Interestingly, on a mission that amounted to one of damage control, Powell backpedaled and told Indian leaders that Washington was concerned about Pakistani-inspired "terrorism" in Indian-occupied Kashmir and showed solidarity with India by equating the attacks on the U.S. with an October 1st assault in Srinagar, the Kashmiri capital, that killed more than 40 civilians.
Powell also made clear to the Indians that he had done some work on India's behalf while in Pakistan. A senior administration official traveling with Powell said that he conveyed to the Indians a pledge from Pakistan's president, Generla Pervez Musharraf, "to take steps to control or reduce extremism" in the country.
India has also been one of the few large nations making supportive comments about Bush's aspirations for a U.S. national missile defense plan. Understandably, Powell said he had floated several unspecified "ideas" on how India might further contribute to the antiterrorism coalition.
Understandably, when India attacked Pakistan across the Line of Control, Bush said, "India and Pakistan should stand down during our activities in Afghanistan," and as an afterthought added, "and for that matter, forever."
Clearly, the "damage control" that Powell had in mind did not include Pakistan.
Pakistan finds itself in a difficult position to take a stand. First, it is a Muslim country - a genre not favored by the right-wing Bush clique, and second, it is deeply in debt. Pakistan's total debt to the U.S. is about $3 billion and the Bush administration has agreed, so far, to reschedule payments of $379 million. Nothing has been forgiven, which was the big hope being sold to the Pakistani people after Musharraf surrendered to Bush.
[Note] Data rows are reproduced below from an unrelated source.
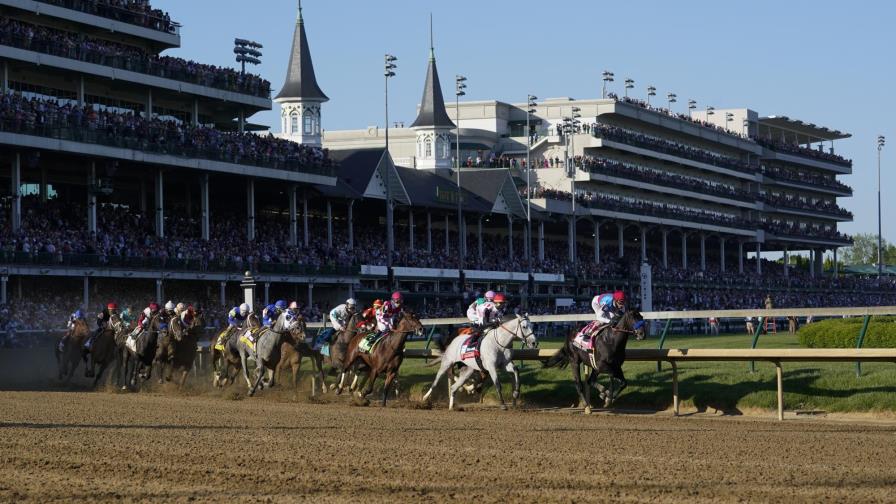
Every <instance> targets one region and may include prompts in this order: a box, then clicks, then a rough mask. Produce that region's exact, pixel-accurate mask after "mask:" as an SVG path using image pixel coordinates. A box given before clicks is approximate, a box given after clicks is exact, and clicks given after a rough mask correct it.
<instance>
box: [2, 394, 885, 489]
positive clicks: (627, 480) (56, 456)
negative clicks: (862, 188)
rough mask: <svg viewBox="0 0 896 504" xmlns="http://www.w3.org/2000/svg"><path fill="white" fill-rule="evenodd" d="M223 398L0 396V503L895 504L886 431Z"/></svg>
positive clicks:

Despite Bush's retraction, the crusade-like character of the war cannot be denied. In another act of Islamophobia, the Bush administration jettisoned morality and altered its Chechnya policy to favor Russia and recognized that the Russians have a right "to fight [the] terrorist threat."
Minutes before Powell's plane was preparing to land in Delhi, Indian Prime Minister Atal Behari Vajpayee, who will visit the White House in November, held talks with Russian, Iranian, and Turkish interlocutors.
And right-wingers in the U.S. are harboring great hopes in India. The conservative
Wall Street Journal's deputy editorial features editor, Tunku Varadarajan, on September 19th, advised the U.S. would do well to encourage the formation of an anti-terror alliance between India, Israel, and Turkey: "In the long-term war against Islamic terrorism, these are the states in the region with a visceral need to vanquish Islamic fundamentalism, as well as the military capability to fight it. Importantly, they can be relied on to keep their resolve, for they will not be fighting as proxy combatants. Their separate wars against the expansionist forces of militant Islam predate that of the U.S."
Varadarajan added: "India, Israel and Turkey - collectively and, where necessary, discretely - can give Washington the sort of stable, unwavering comradeship in arms and ideas that President Bush [and, let's face it, his successors] will need, at least for another generation."
In addition, at a time when it has been welcomed as a member of the Islamophobic alliance, Pakistan's most reliable friend, China, which has branded the freedom movement in occupied East Turkestan (Xinjiang) as a "terrorist" action, is coming closer to its enemies.
Considering its isolation and suffering from the increasing level of worldwide Islamophobia, Pakistan, as usual, cannot accept just any solution, and may perhaps swallow the bitter pill advised by Powell that it should cool their rhetoric over Kashmir, respect the Line of Control, and avoid any military action there.
Pakistan was never rewarded or even thanked for its role in defeating the Soviet Union, and cannot now expect any laurels for fighting America's war in Afghanistan.